A powerful reiteration of principles—and some fresh ideas—from the longest-serving independent in congressional history.

Another chapter in a long fight against inequality.

Building on his Fighting Oligarchy tour, which this year drew 280,000 people to rallies in red and blue states, Sanders amplifies his enduring campaign for economic fairness. The Vermont senator offers well-timed advice for combating corruption and issues a robust plea for national soul-searching. His argument rests on alarming data on the widening wealth gap’s impact on democracy. Bolstered by a 2010 Supreme Court decision that removed campaign finance limits, “100 billionaire families spent $2.6 billion” on 2024 elections.

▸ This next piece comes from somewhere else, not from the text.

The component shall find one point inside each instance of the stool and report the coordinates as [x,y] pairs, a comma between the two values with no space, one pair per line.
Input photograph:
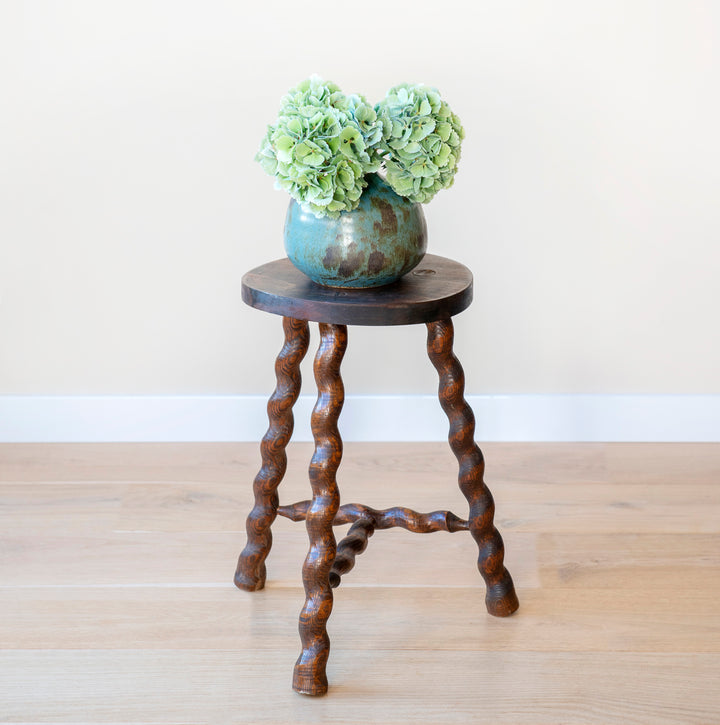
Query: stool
[432,293]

Sanders focuses on the Trump administration and congressional Republicans, describing their enactment of the “Big Beautiful Bill,” with its $1 trillion in tax breaks for the richest Americans and big social safety net cuts, as the “largest transfer of wealth” in living memory. But as is his custom, he spreads the blame, dinging Democrats for courting wealthy donors while ignoring the “needs and suffering” of the working class. “Trump filled the political vacuum that the Democrats created,” he writes, a resonant diagnosis. Urging readers not to surrender to despair, Sanders offers numerous legislative proposals. These would empower labor unions, cut the workweek to 32 hours, regulate campaign spending, reduce gerrymandering, and automatically register 18-year-olds to vote. Grassroots supporters can help by running for local office, volunteering with a campaign, and asking educators how to help support public schools. Meanwhile, Sanders asks us “to question the fundamental moral values that underlie” a system that enables “the top 1 percent” to “own more wealth than the bottom 93 percent.” Though his prose sometimes reads like a transcribed speech with built-in applause lines, Sanders’ ideas are specific, clear, and commonsensical. And because it echoes previous statements, his call for collective introspection lands as genuine.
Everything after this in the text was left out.